The study advances understanding of green-hotel visitation by empirically testing an extended TPB that integrates perceived risk (as a second-order construct with seven dimensions), trust, familiarity, and novelty among young adults in China. Attitude and subjective norm significantly predict intention; subjective norm also shapes attitude and PBC. Trust enhances attitude and intention, whereas PBC does not predict intention. Familiarity heightens perceived risk and lowers attitude; novelty reduces perceived risk yet is associated with a more negative attitude. Perceived risk undermines subjective norm, PBC, and trust, but not attitude. The validated multidimensional risk structure (financial, performance, functional, psychological, physical, time, health) offers a comprehensive lens for assessing green-hotel related risks. These contributions refine behavioural models for green hospitality and inform managerial strategies to bolster trust, manage risk perceptions, and leverage social influence.

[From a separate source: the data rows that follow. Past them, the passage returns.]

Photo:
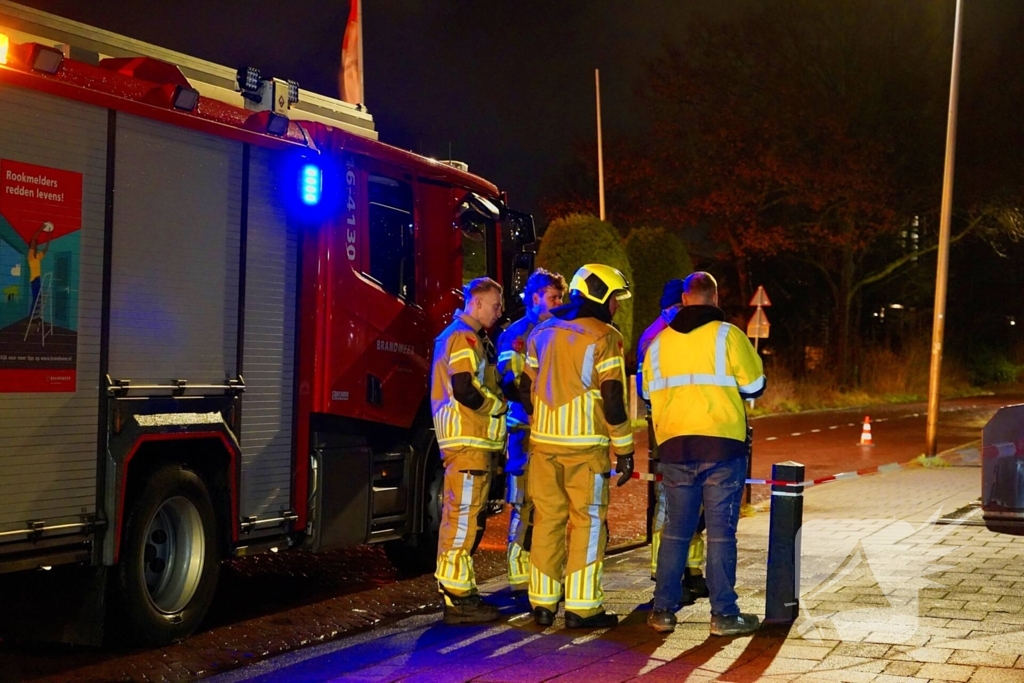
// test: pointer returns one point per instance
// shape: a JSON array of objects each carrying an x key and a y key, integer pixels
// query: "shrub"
[
  {"x": 990, "y": 367},
  {"x": 657, "y": 256},
  {"x": 576, "y": 240}
]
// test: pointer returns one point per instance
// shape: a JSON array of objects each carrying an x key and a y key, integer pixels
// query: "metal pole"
[
  {"x": 363, "y": 86},
  {"x": 600, "y": 152},
  {"x": 942, "y": 268}
]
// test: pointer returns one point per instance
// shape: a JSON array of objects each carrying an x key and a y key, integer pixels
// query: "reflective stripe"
[
  {"x": 559, "y": 439},
  {"x": 654, "y": 353},
  {"x": 472, "y": 441},
  {"x": 723, "y": 335},
  {"x": 595, "y": 520},
  {"x": 720, "y": 378},
  {"x": 464, "y": 354},
  {"x": 543, "y": 589},
  {"x": 609, "y": 364},
  {"x": 464, "y": 505},
  {"x": 622, "y": 441},
  {"x": 754, "y": 386},
  {"x": 588, "y": 366},
  {"x": 584, "y": 588},
  {"x": 691, "y": 380}
]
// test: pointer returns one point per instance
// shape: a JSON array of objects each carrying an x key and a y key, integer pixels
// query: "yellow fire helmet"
[{"x": 598, "y": 282}]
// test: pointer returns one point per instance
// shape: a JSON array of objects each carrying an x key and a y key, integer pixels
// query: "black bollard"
[{"x": 782, "y": 599}]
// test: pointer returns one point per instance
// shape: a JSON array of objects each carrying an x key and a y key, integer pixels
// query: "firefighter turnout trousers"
[
  {"x": 568, "y": 489},
  {"x": 520, "y": 531},
  {"x": 517, "y": 496},
  {"x": 467, "y": 483}
]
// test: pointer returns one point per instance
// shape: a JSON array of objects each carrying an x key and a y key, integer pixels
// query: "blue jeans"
[{"x": 720, "y": 486}]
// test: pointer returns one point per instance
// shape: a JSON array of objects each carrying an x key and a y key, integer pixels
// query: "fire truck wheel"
[
  {"x": 169, "y": 559},
  {"x": 419, "y": 554}
]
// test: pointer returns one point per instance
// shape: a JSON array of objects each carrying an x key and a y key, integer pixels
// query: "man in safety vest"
[
  {"x": 573, "y": 388},
  {"x": 694, "y": 586},
  {"x": 696, "y": 374},
  {"x": 543, "y": 292},
  {"x": 469, "y": 419}
]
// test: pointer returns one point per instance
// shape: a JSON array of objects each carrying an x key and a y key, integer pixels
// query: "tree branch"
[{"x": 903, "y": 260}]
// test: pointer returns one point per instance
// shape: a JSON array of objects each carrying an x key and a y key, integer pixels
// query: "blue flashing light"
[{"x": 310, "y": 184}]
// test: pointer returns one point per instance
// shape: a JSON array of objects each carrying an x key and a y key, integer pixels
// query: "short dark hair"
[
  {"x": 540, "y": 281},
  {"x": 479, "y": 286},
  {"x": 701, "y": 285}
]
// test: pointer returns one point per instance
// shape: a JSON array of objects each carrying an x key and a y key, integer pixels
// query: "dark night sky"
[{"x": 509, "y": 84}]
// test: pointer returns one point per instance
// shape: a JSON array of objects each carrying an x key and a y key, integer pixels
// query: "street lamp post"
[{"x": 942, "y": 269}]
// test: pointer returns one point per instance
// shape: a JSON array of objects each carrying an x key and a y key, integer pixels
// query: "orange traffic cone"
[{"x": 865, "y": 433}]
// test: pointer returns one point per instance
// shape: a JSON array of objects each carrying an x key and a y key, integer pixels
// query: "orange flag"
[{"x": 350, "y": 73}]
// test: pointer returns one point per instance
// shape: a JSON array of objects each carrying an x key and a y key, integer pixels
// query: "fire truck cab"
[{"x": 220, "y": 295}]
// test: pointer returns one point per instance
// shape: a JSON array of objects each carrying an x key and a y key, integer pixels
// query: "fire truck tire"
[
  {"x": 170, "y": 559},
  {"x": 418, "y": 554}
]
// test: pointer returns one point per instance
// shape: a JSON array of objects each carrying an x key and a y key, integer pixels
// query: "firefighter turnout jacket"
[
  {"x": 465, "y": 397},
  {"x": 696, "y": 374},
  {"x": 511, "y": 360},
  {"x": 577, "y": 386}
]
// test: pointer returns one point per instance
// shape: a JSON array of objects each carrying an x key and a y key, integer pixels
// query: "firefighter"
[
  {"x": 543, "y": 292},
  {"x": 573, "y": 390},
  {"x": 469, "y": 419},
  {"x": 696, "y": 374},
  {"x": 694, "y": 586}
]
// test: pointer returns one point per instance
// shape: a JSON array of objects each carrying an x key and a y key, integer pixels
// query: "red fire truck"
[{"x": 219, "y": 297}]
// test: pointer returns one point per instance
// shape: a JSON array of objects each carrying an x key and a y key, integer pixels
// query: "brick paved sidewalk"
[{"x": 888, "y": 596}]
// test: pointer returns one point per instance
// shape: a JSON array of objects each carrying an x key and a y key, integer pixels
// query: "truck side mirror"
[
  {"x": 521, "y": 228},
  {"x": 522, "y": 266}
]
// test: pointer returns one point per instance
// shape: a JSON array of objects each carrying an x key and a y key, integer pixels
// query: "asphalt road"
[{"x": 270, "y": 604}]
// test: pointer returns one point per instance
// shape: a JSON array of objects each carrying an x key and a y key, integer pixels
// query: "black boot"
[
  {"x": 470, "y": 609},
  {"x": 543, "y": 616}
]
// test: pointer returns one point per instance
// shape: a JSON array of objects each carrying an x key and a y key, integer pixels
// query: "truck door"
[{"x": 397, "y": 347}]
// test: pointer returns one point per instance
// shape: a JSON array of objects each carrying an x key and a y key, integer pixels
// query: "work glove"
[{"x": 624, "y": 465}]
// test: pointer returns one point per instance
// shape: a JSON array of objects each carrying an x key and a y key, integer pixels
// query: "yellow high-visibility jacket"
[
  {"x": 567, "y": 361},
  {"x": 696, "y": 382},
  {"x": 463, "y": 347}
]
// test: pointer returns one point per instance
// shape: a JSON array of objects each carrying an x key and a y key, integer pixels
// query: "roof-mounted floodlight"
[
  {"x": 276, "y": 124},
  {"x": 184, "y": 98},
  {"x": 45, "y": 59}
]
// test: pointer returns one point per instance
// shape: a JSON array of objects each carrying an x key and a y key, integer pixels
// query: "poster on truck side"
[{"x": 40, "y": 247}]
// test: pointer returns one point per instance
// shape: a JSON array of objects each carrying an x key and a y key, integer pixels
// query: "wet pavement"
[
  {"x": 887, "y": 596},
  {"x": 269, "y": 604}
]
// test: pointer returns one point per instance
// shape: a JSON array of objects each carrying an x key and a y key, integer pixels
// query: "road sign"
[
  {"x": 758, "y": 327},
  {"x": 761, "y": 298}
]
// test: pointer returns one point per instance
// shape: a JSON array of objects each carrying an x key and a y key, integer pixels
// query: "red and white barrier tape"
[{"x": 967, "y": 455}]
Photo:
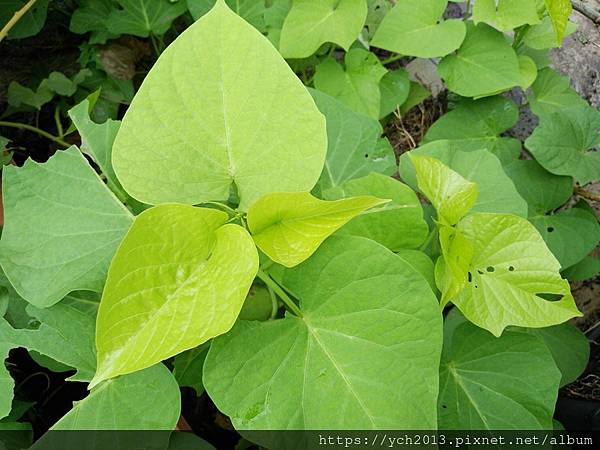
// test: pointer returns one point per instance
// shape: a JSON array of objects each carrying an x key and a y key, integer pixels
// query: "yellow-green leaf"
[
  {"x": 179, "y": 278},
  {"x": 451, "y": 195},
  {"x": 289, "y": 227}
]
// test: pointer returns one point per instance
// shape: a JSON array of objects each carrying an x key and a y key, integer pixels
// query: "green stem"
[
  {"x": 59, "y": 128},
  {"x": 392, "y": 59},
  {"x": 24, "y": 126},
  {"x": 265, "y": 278},
  {"x": 274, "y": 303}
]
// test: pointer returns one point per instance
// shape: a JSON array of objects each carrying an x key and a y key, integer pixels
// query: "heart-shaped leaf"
[
  {"x": 488, "y": 383},
  {"x": 289, "y": 227},
  {"x": 399, "y": 225},
  {"x": 354, "y": 148},
  {"x": 234, "y": 115},
  {"x": 485, "y": 64},
  {"x": 311, "y": 23},
  {"x": 505, "y": 15},
  {"x": 510, "y": 257},
  {"x": 201, "y": 271},
  {"x": 413, "y": 28},
  {"x": 351, "y": 358},
  {"x": 563, "y": 143},
  {"x": 357, "y": 85}
]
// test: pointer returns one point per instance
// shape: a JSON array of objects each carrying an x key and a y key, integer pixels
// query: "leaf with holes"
[
  {"x": 300, "y": 372},
  {"x": 201, "y": 270},
  {"x": 511, "y": 276}
]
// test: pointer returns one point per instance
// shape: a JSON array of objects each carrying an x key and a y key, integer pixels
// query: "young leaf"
[
  {"x": 563, "y": 143},
  {"x": 505, "y": 15},
  {"x": 147, "y": 400},
  {"x": 542, "y": 190},
  {"x": 485, "y": 64},
  {"x": 510, "y": 257},
  {"x": 289, "y": 227},
  {"x": 353, "y": 149},
  {"x": 352, "y": 351},
  {"x": 479, "y": 124},
  {"x": 62, "y": 228},
  {"x": 551, "y": 93},
  {"x": 570, "y": 234},
  {"x": 30, "y": 24},
  {"x": 233, "y": 115},
  {"x": 357, "y": 86},
  {"x": 311, "y": 23},
  {"x": 559, "y": 12},
  {"x": 569, "y": 348},
  {"x": 496, "y": 191},
  {"x": 488, "y": 383},
  {"x": 144, "y": 17},
  {"x": 398, "y": 225},
  {"x": 179, "y": 270},
  {"x": 451, "y": 195},
  {"x": 414, "y": 28}
]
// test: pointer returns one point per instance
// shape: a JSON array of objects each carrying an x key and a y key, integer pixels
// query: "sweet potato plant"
[{"x": 245, "y": 235}]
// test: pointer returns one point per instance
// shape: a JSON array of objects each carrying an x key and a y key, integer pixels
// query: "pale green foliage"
[
  {"x": 488, "y": 383},
  {"x": 147, "y": 400},
  {"x": 569, "y": 348},
  {"x": 563, "y": 143},
  {"x": 327, "y": 369},
  {"x": 62, "y": 228},
  {"x": 356, "y": 85},
  {"x": 354, "y": 148},
  {"x": 311, "y": 23},
  {"x": 485, "y": 64},
  {"x": 289, "y": 227},
  {"x": 510, "y": 272},
  {"x": 451, "y": 195},
  {"x": 496, "y": 191},
  {"x": 201, "y": 271},
  {"x": 230, "y": 127},
  {"x": 552, "y": 92},
  {"x": 506, "y": 15},
  {"x": 398, "y": 225},
  {"x": 414, "y": 27}
]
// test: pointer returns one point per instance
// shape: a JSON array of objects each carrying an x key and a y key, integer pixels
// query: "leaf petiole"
[{"x": 271, "y": 284}]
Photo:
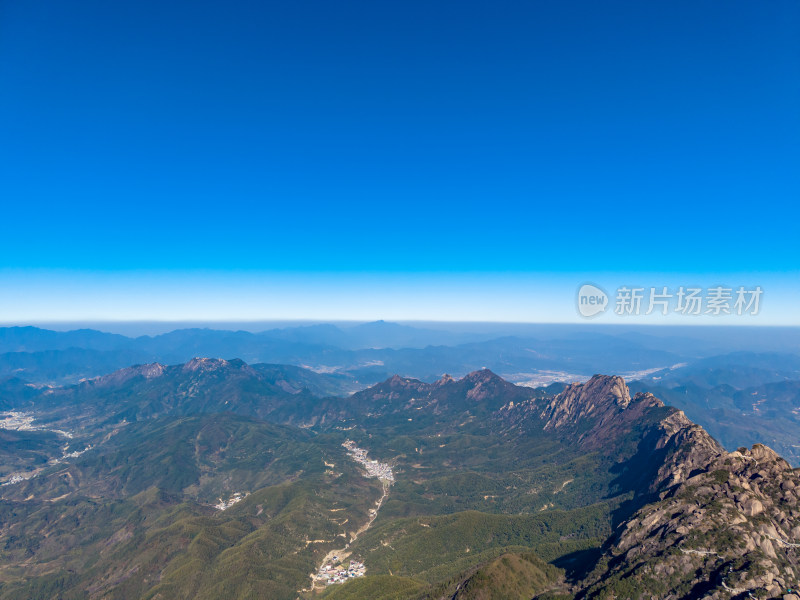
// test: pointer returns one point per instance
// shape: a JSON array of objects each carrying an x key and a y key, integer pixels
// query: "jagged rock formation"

Future research can broaden contexts, incorporate additional psychological/contextual variables, and link intentions to actual visitation behaviour.
- Sample representativeness: Young adults (18–25) with relatively lower financial capacity were targeted; findings may not generalize to broader populations. - Context specificity: The green-hotel concept is relatively new in developing countries; results may be more applicable to similar settings and require re-examination elsewhere. - Single-country design: Cultural differences limit generalizability; cross-cultural studies are needed. - Intention–behaviour gap: Actual visits were not measured; future work should capture behaviours longitudinally or via tracking. - Model scope: Additional psychological/contextual variables could further extend TPB and improve predictive accuracy.